I use Federal 2-3/4" low recoil #4 buck. Smaller pellets fired at lower velocity. They aren't as lethal across the street due to lighter weight pellets and the reduced velocity and thirty four .24 caliber pellets make a lot more holes in the body and quite a bit less recoil to recover from.
http://www.federalpremium.com/products/details/buckshot.aspx?id=908

A heavy load of 2-3/4" #4 bird shot is incredibly devistating inside a home.


----------



## hsiF deR (Oct 4, 2009)

#6's, That way if you were too shoot in the dark you don't have much to worry about it passing through the wall and killing someone else.


----------



## sj1 (Aug 18, 2011)

*Real*

I have used #4 buckshot, 3 inch shell, on a predator clawing his way into my chicken coop once. I was 110 feet away, measured. That's about 33 yards, if my math is correct. It was only a 15 pound predator, but the shot broke a leg and went through a shoulder. Not every pellet hit, but any of them would have done the deed. I was shooting a 20 inch barrelled over/under, with a modified choke.

My point is, the load was sufficient. Sure, it was a smaller animal, but a shotgun pellet breaking two bones is a convincer for any size critter. If it was a turkey, I might have lost some meat, for sure.

Based on that experience, at indoor distances, for home protection, heavy buckshot isn't entirely necessary. The suggestions by hsiF deR and bigbulls sound like good advice to me. Bigger isn't always better, especially when "small game loads" aren't yet getting sucked into a feeding frenzy. $6.99 for 25 #6 Federals at Bass Pro, last time I checked, and they were gathering dust....:blink:


----------



## Flatspro (Oct 3, 2007)

Right now I happen to have 3" #4 magnum hv steel for ducks. I just leave in it what I used last. I imagine that 7.5 high velocity dove loads would change someone's mind about breaking into your house. Then again it depends on how many sides of the story you want.


----------



## TURTLE (May 22, 2008)

hsiF deR said:


> #6's, That way if you were too shoot in the dark you don't have much to worry about it passing through the wall and killing someone else.


 
*Same here. Anything else you could end up killing one of your kids. I think if you hit a perp with even a #8 they would not advance.
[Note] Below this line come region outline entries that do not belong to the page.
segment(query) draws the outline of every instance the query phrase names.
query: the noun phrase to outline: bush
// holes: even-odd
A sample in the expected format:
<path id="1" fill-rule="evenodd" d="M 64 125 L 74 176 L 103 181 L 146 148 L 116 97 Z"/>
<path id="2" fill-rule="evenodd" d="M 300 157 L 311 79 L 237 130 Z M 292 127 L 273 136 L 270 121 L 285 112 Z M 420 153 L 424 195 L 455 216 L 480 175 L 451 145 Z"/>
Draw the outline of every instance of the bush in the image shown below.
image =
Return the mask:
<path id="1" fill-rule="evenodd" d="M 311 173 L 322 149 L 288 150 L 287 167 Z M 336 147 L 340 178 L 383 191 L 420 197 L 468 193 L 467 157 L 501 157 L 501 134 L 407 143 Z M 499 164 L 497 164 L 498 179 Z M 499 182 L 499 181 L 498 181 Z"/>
After the sound and pain, I would imagine they would think their dead.*


----------



## Baitcaster (Oct 4, 2007)

easy rule of thumb - birdshot is for little birds , any round capable of stopping a bad guy can also go through a wall .


----------



## doggfish (Oct 30, 2009)

*870 wingmaster*

I use a 870 wingmaster 2 3/4 it has a 30 inch full choke even a birdy round from it in a home would be ugly...one less evil doer in this world

doggfish

your best friend you have never met


----------



## snapperfan (Aug 30, 2009)

Y'all should really read up on using bird shot. The last school shooter did not even kill anyone.

http://www.mercurynews.com/crime-co...oting-student-aimed-alleged-bully-surrendered


----------



## bigbulls (Mar 12, 2008)

The last shooter was a lousy shot. He hit one person on the shoulder and missed the other. It wouldn't have mattered if he was using 00 buck or a slug. A bad shot is a bad shot. The kid that was shot in the shoulder was in critical condition. Sounds pretty effective to me.

Anyone that says that #4 or #6 shot isn't effective at typical home defense distances (20 feet or so) has never taken a load of it to the chest or head. 

The next time you kill a deer or hog, take a standard High Velocity dove load (3-3/4 dram, 1-1/4 ounce, #4 or #6) and shoot it at the chest or skull of the deer from 20-25 feet away and see what happens.


----------



## Baitcaster (Oct 4, 2007)

better yet, take the same #4 or #6 load and shoot said deer or hog while still alive and get back to me .

not saying it WON'T work , but why handicap yourself ?


----------